2. Find someone you can meet with in person who has either gone with the organization, or is part of the staff there. On my first trip, I went with Three Angels to Haiti, after reading that they have medical teams come in and out of the orphanage on a regular basis. After that, I went to a local meeting the organization was having, and met Shannon, who was running their school at the time. My second trip wasn’t as easy, there was no one working locally with the orphanage I went to work at, but someone I met had adopted from there, so I asked them about the trustworthiness of the organization.
Second, find out what you can do to benefit them. Most small nonprofits are looking for volunteers who can not only do what they’re told, but can see what needs to be done, and jump in and do it. When I went to Haiti for the first time, I failed to mention that, aside from helping out with children, cleaning and organization, I could write. Their head of media found my work, and asked me to do some writing for her – and voila! At 18, I wrote several feature stories for a quarterly nonprofit newsletter, and ended up returning to Haiti several times to write profiles of local children at the Three Angels’ school, and update parents on the status of their adoptive children. From there, I was able to write internationally at UPI, and, eventually, run my own media for Align Ministries
Third, you’re going to have to fundraise, if you’re anything like me. I’ve found that the most successful way to fundraise is the ‘ol snail mail. You’d be surprised at the response to a carefully crafted letter, with a detailed list of exactly how much funding you need – and for what. I have never failed to raise sufficient funding for a trip using snail mail, email and, more recently, social media. You’ll want your media to include details about what your organization does, what you plan to do to help them, and exactly how you plan to carry it out.
Fourth: it’s time to ready yourself. Check with the organization you’re going to work with about their protocol for travel. Do they usually have a driver pick volunteers up at the airport? If the organization works with locals, and there are no Americans in country, find out who is picking you up, and email them. The important thing is that you get in contact with someone on the ground about your flight, and plans, before you buy it. Next, book your flight! Thanks to the boy beside me breaking his arm on a white water trip on the Nile, I’ve learned it’s best to go ahead and purchase travel insurance, so fork out the money, and get yourself covered – if you ever end up hurt, or seriously sick (and I have been), you’ll thank me.

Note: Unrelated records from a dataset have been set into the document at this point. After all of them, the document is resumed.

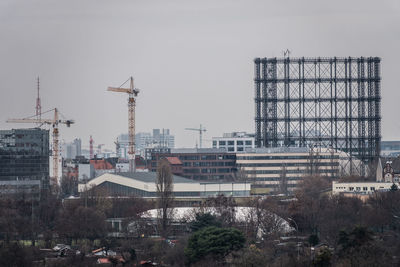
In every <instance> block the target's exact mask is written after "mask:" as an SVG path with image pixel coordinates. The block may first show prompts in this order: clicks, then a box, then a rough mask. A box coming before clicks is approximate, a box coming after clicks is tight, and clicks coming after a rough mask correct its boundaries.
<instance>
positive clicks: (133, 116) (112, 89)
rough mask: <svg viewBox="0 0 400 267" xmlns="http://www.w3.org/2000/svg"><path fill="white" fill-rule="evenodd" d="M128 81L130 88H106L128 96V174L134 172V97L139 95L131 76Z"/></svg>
mask: <svg viewBox="0 0 400 267" xmlns="http://www.w3.org/2000/svg"><path fill="white" fill-rule="evenodd" d="M128 80H130V88H121V87H108V88H107V91H111V92H117V93H127V94H128V136H129V143H128V155H129V172H135V171H136V168H135V108H136V97H137V95H138V94H139V90H138V89H135V87H134V83H133V77H132V76H131V77H130V78H129V79H128ZM128 80H127V81H128ZM127 81H126V82H127ZM126 82H125V83H126ZM125 83H124V84H125Z"/></svg>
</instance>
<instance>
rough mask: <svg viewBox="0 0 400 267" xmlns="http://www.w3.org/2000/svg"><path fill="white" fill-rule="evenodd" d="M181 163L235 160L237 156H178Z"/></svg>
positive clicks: (210, 155) (213, 155) (187, 155)
mask: <svg viewBox="0 0 400 267" xmlns="http://www.w3.org/2000/svg"><path fill="white" fill-rule="evenodd" d="M178 158H179V159H180V160H181V161H186V160H235V159H236V156H235V155H201V156H199V155H185V156H178Z"/></svg>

Fifth: it’s packing time. As far as clothing goes, ASK, ASK and ASK again. I know you want to wear your cutest summer dress into darkest Africa – but you need to know local customs, and what the guidelines are for a white girl walking into a culture that may have different religious or societal boundaries for women. When it comes to food, I’ve learned to bring lots of Luna bars for all the times there isn’t food to grab before you’re on the go for several hours. I’ve also learned a couple of things I can’t live without are: peanut butter, cheese its (insert your comfort food craving here), instant coffee (thank you Starbucks!) Bonine, Ibuprofen, Tampons and Pads (the time change can throw your period off – and it can show up when you LEAST expect it, sometimes even twice), my own set of sheets, a journal, bandanas for the days (most days) when you just can’t get to your hair, and (god love them) crocs. I don’t care how ugly they are – foot parasites are much, much worse.

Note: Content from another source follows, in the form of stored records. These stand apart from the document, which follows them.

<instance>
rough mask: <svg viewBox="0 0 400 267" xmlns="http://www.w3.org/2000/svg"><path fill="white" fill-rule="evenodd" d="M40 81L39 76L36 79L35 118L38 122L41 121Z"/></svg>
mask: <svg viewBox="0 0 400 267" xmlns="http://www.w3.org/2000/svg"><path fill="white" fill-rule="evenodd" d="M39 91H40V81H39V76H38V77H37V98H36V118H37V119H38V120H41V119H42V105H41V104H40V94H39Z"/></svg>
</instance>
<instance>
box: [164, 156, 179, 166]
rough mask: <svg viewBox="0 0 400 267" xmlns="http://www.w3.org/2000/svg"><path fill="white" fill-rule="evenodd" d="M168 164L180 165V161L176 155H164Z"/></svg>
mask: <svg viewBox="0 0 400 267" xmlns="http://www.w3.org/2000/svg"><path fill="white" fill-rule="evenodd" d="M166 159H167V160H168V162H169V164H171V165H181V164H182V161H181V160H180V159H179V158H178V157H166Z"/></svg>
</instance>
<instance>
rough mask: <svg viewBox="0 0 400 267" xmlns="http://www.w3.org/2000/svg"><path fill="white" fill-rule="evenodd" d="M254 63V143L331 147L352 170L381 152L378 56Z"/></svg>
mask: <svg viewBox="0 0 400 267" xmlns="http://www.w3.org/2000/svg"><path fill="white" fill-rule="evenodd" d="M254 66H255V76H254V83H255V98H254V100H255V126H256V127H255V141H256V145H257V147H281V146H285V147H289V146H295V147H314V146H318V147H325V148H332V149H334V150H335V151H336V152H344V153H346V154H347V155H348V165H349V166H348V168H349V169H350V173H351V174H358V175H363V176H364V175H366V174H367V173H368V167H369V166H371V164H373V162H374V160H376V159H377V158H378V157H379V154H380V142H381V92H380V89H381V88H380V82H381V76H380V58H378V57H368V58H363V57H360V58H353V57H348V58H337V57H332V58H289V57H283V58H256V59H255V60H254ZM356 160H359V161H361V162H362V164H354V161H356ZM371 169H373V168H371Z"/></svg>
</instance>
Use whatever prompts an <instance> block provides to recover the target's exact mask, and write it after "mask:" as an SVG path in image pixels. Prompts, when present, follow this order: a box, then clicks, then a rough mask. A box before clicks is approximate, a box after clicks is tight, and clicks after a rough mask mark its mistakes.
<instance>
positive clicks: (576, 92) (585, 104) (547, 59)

Lastly, and most importantly, please remember Confucius – and, wherever you go, go with all your heart. Regardless of how much you hate cockroaches, sweaty nights and/or the sound of a rooster repeatedly crowing outside your window, you’re going to miss it all in hindsight. So, remind yourself that it’s just for a period of time, and focus on people, because it’s the people you’re going to miss (and, I’ll let you in on a secret: they don’t like the cockroaches either).